Gian De Vita’s face was a mask of very real confusion. It was clear Lia hadn’t told him anything, which was probably a small mercy. He’d never approved of Rafael, even if he’d been the one to beg Rafael to be Regent until Matias came of age, and this would not endear him to Gian any further.

Too bad.

He had nothing to lose. The wedding was in ruins now. He’d worked hard for the past six years of his regency to keep the peace in Santa Castelia, to make up for the decades of scandal and profligacy that had characterised his father’s reign.

He’d wanted to set an example of restraint and decorum, and he had.

Only for it to end like this.

No, he had nothing to lose. The crown had never been his and it never would. And now he’d caused the kind of scandal he would have abhorred even a week ago.

But everything was different now.

The pure, good girl wasn’t quite so pure after all and she’d been hiding a secret. A secret from him.

Well, she couldn’t hide it any more.

He’d broken his own vow and he’d done so spectacularly by coming here. Might as well end it in the same way, in the time-honoured fashion.

‘In that case,’ Rafael said, ‘if you don’t wish to be dragged from the cathedral by a guard, you shall be dragged from the cathedral by me.’ And before anyone could move or say a word, he picked her up, flung her over his shoulder and strode down the aisle to the doors, her veil drifting out behind them, leaving the entire cathedral in an uproar.

At the kerb, the limo that had brought him here was still waiting as instructed, the driver standing with the door open.

Anton didn’t appear in the least bit fazed to see the Regent striding down the cathedral steps with the bride over one shoulder. He simply waited until Rafael had deposited Lia inside and got in himself, then shut the door.

Rafael made a mental note to give his driver a substantial raise as the limo took off.

Lia sat on the seat opposite him in a drift of sparkling white tulle, her veil tangled, her diamond circlet hanging lopsidedly over one ear.

She wasn’t pale any more and neither was she afraid.

Her cheeks were red with outrage and fury burned in her blue eyes.

Dios, she was beautiful when she lost the veneer of manners that her parents had drummed into her.

She said nothing. She only lifted her bouquet and threw it at him.

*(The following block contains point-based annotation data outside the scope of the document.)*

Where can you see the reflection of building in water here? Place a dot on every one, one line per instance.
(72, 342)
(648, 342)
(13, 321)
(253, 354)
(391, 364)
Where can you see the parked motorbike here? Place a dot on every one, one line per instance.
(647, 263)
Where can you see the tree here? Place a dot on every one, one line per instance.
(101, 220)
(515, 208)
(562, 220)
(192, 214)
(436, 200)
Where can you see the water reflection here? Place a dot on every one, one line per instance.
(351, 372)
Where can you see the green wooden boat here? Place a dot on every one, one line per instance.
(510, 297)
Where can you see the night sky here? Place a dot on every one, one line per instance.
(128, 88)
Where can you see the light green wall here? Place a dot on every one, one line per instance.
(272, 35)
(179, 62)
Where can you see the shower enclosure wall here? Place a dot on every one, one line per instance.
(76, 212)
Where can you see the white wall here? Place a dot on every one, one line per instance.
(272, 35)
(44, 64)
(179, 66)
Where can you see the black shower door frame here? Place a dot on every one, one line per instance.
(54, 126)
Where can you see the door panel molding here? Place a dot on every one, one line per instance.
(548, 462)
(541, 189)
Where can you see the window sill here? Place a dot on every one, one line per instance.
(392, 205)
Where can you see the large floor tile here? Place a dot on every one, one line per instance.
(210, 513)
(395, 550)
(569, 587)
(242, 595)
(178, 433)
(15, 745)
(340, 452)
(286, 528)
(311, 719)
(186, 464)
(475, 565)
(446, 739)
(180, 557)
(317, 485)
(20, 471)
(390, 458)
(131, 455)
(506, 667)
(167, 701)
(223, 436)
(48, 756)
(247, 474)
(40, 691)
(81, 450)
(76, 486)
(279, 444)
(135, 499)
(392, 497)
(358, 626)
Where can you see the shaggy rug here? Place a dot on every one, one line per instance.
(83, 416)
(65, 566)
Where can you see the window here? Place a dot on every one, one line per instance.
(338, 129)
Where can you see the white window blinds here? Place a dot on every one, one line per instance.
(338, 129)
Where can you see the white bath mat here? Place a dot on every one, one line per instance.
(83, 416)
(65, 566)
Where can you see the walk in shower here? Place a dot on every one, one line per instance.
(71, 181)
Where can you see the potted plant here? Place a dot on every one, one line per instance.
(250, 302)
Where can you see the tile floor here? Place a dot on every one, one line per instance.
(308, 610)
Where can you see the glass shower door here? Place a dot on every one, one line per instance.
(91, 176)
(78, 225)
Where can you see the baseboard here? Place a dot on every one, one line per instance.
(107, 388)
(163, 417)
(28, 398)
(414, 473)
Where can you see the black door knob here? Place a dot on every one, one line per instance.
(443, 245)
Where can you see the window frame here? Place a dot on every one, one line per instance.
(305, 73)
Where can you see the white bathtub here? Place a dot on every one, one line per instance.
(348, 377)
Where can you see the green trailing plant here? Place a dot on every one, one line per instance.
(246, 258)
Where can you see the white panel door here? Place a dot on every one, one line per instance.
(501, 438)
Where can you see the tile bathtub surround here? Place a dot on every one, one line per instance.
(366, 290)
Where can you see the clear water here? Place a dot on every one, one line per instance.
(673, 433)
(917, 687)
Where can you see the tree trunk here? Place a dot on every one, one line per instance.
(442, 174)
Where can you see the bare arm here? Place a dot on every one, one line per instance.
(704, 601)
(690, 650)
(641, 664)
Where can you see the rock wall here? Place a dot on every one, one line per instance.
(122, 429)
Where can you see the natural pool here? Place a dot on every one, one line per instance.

He caught it before it hit him in the face, the roses showering white petals all over his morning suit. If anyone looked through the windows of the limo now and didn’t know who they were, they would have seen a beautiful bride and her new husband, perhaps having a fun game.

They were not having a fun game.

Rafael gently laid the bouquet down on the seat beside him. ‘What were you saying about theatrics?’

‘How dare you?’ she burst out, that clear, well-modulated voice not so clear or so well-modulated any longer, but vibrating with a low, husky rage. ‘In front of the entire country! In front of Matias and my father! How dare you even touch me!’